Command Model Contract¶
This document is normative for the cross-cutting semantics shared across the shipped waveform-inspection commands. It intentionally avoids repeating exact flag lists and defaults. Layered help, the visible help subcommand, the docs command family, the top-level skill helper command, embedded topic rules, and docs export/search behavior are governed by commands/docs and commands/skill instead. For the precise command-line surface in an installed build, follow wavepeek -h, wavepeek --help, wavepeek help <command-path...>, wavepeek docs --help, and wavepeek skill --help.
1. Waveform Input Model¶
wavepeek is a stateless CLI. Each invocation opens one waveform dump when needed, executes one command, writes its result, and exits.
All waveform-inspection commands require --waves <FILE> and operate on a single dump per invocation. Non-waveform surfaces such as schema, help, docs, and skill are outside this document's scope and follow commands/docs, commands/skill, plus the exact CLI/help surface.
The supported dump formats are VCD (Value Change Dump) and FST (Fast Signal Trace).
2. Time Tokens and Normalization¶
Every explicit time token requires an integer magnitude plus a unit suffix. The accepted suffixes are zs, as, fs, ps, ns, us, ms, and s. Bare numbers such as 100 are invalid.
When wavepeek parses a time token, it converts that value into the dump's native time_unit. All observable timestamps are then rendered back as normalized integer counts in that dump unit. If a requested time cannot be represented exactly at dump precision, the command fails instead of silently rounding.
These rules apply to point sampling (--at) and to window boundaries (--from, --to).
3. Time Windows and Inclusive Boundaries¶
Commands that accept --from and --to interpret them as an inclusive time window.

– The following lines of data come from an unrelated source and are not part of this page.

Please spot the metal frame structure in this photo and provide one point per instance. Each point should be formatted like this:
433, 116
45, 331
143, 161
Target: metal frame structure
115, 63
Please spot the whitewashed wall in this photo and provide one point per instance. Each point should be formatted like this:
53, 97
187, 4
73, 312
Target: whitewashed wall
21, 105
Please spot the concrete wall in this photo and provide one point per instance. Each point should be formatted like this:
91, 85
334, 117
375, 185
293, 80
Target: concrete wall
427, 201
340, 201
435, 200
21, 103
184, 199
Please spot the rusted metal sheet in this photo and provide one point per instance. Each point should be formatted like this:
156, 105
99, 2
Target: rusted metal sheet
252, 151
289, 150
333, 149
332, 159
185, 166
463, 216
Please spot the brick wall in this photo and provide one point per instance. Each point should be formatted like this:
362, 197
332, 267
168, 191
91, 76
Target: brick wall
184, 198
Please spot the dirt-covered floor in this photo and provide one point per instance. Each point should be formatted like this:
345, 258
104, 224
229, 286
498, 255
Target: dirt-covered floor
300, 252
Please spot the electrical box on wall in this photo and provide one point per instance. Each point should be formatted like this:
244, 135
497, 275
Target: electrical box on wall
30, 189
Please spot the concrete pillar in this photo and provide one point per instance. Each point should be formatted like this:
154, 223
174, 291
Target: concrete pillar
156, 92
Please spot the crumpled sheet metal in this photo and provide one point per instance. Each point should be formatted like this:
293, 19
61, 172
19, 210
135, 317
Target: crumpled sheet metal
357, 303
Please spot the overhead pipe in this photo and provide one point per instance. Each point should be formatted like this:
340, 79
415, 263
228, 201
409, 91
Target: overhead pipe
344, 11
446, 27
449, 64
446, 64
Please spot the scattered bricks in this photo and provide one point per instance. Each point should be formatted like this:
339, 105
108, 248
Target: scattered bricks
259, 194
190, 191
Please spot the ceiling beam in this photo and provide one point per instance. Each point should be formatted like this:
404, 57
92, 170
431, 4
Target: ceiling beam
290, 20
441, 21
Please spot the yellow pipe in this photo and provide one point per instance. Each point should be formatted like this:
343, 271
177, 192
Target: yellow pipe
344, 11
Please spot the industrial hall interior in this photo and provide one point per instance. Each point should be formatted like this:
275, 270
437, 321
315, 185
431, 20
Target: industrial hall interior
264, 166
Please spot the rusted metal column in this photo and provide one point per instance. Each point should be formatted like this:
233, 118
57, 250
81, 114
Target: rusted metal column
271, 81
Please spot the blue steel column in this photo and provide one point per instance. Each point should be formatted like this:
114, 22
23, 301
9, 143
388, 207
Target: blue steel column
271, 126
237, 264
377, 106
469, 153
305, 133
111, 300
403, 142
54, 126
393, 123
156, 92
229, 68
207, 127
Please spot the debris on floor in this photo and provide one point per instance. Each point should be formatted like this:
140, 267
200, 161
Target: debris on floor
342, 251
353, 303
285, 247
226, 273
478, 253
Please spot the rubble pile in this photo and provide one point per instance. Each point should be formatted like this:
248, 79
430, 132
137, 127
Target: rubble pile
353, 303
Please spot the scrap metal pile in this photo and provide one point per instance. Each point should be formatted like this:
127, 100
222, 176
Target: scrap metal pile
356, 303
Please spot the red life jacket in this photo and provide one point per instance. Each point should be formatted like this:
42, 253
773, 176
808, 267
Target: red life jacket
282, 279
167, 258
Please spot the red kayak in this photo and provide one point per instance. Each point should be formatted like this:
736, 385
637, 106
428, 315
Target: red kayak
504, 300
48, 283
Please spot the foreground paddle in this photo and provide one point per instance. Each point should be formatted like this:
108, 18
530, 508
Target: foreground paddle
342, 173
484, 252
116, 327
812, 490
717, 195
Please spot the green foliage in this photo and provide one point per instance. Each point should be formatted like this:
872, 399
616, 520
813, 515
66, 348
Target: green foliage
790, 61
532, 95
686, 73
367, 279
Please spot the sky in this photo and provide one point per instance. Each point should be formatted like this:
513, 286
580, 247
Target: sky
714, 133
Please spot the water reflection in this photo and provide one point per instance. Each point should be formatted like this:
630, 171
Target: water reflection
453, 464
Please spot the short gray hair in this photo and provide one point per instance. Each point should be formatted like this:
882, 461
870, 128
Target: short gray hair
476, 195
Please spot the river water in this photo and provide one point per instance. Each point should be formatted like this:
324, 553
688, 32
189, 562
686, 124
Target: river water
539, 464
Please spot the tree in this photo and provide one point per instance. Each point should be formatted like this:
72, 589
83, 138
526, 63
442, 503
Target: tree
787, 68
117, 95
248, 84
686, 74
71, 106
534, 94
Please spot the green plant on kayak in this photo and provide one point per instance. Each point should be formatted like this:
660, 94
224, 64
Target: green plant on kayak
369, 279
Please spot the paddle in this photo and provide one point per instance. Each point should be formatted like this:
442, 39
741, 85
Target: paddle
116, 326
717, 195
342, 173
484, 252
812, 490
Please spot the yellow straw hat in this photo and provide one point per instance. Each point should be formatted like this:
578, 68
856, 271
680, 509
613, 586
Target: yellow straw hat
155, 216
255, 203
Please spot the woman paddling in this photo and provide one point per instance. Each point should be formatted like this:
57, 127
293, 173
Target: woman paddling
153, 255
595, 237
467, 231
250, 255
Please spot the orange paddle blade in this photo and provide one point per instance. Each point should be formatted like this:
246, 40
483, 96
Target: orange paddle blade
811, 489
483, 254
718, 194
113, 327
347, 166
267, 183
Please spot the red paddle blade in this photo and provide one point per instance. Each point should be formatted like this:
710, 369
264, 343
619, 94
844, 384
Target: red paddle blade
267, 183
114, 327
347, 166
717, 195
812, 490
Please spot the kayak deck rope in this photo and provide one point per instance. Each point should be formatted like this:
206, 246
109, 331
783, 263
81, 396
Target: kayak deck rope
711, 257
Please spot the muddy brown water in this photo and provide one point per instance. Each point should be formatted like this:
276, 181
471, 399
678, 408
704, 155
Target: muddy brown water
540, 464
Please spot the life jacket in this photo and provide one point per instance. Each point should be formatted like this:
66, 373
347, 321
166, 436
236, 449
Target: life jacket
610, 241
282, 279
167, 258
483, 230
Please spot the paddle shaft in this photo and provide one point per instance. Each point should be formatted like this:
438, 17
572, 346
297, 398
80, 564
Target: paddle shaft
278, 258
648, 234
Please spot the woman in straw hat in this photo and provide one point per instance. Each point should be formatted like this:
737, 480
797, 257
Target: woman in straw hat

--fromplus--tomeans the closed interval from the start token through the end token.--fromwithout--tomeans from that timestamp through the end of the dump.--towithout--frommeans from the start of the dump through that timestamp.- Omitting both means the entire dump.
Commands without time-window flags do not participate in this model. value uses the same time-token rules but samples one exact timestamp through --at.
4. Naming, Scopes, and Resolution¶
wavepeek uses canonical dump-derived paths as the stable naming model. Without --scope, signal-like names are interpreted as canonical full paths.
Commands that support --scope allow shorter names relative to the selected scope. In those scoped modes, name resolution happens inside the declared scope rather than against the full hierarchy root. Human-readable output may render short or relative names for compactness, but machine-readable output keeps canonical paths where the contract defines them.
The commands that depend on this model are:
signal, which requires an exact scope path and can optionally traverse child scopes.value, which accepts either canonical paths or scope-relative signal names depending on whether--scopeis set.changeandproperty, which apply the same scope-relative resolution model to sampled signals, trigger names, and expression references.
Unresolved names are errors. In scoped change and property mode, canonical full-path tokens are rejected in places where the command contract expects names to stay relative to the selected scope, preventing mixed-resolution queries.
5. Human-Readable and Machine-Readable Modes¶
Waveform commands default to human-readable output. Machine-readable output is enabled explicitly with --json.
Human-readable output is optimized for compact operator use and may vary when formatting improvements are made. Machine-readable output is strict and versioned through the JSON schema contract described in machine-output and exposed by wavepeek schema.
schema is a special case: it always prints one JSON Schema document to stdout and never wraps that payload in the normal command envelope. The non-waveform docs command family and the human-only skill command have their own help and narrative-doc semantics in commands/docs and commands/skill; only docs topics --json and docs search --json participate in the stable JSON envelope.
6. Bounded Output and Warning Semantics¶
wavepeek is designed to avoid flooding terminals and LLM context windows. Commands therefore keep output bounded by default through one or more of these mechanisms:
- explicit count limits such as
--max, - depth limits such as
--max-depth, - the finite size of the requested input set, or
- an inherently finite command shape such as
schema.
When a command truncates output because of an active limit, it emits a warning. When a command supports disabling a limit explicitly, that opt-out also emits a warning so automation can tell the boundedness contract changed on purpose.
7. Deterministic Ordering¶
Deterministic output is a repository-wide design requirement. Given identical input data and identical command arguments, wavepeek must emit results in a stable order.
The main ordering rules are:
scopetraverses hierarchy in pre-order depth-first order with lexicographic child ordering.- Recursive
signalqueries walk scopes in that same stable order and sort signals deterministically within each visited scope. valuepreserves the request order from--signals.changeandpropertyemit rows in ascending normalized timestamp order.- When multiple warnings apply, their order is deterministic for a given command contract.
These ordering guarantees are part of the command model because automation depends on predictable, replayable output.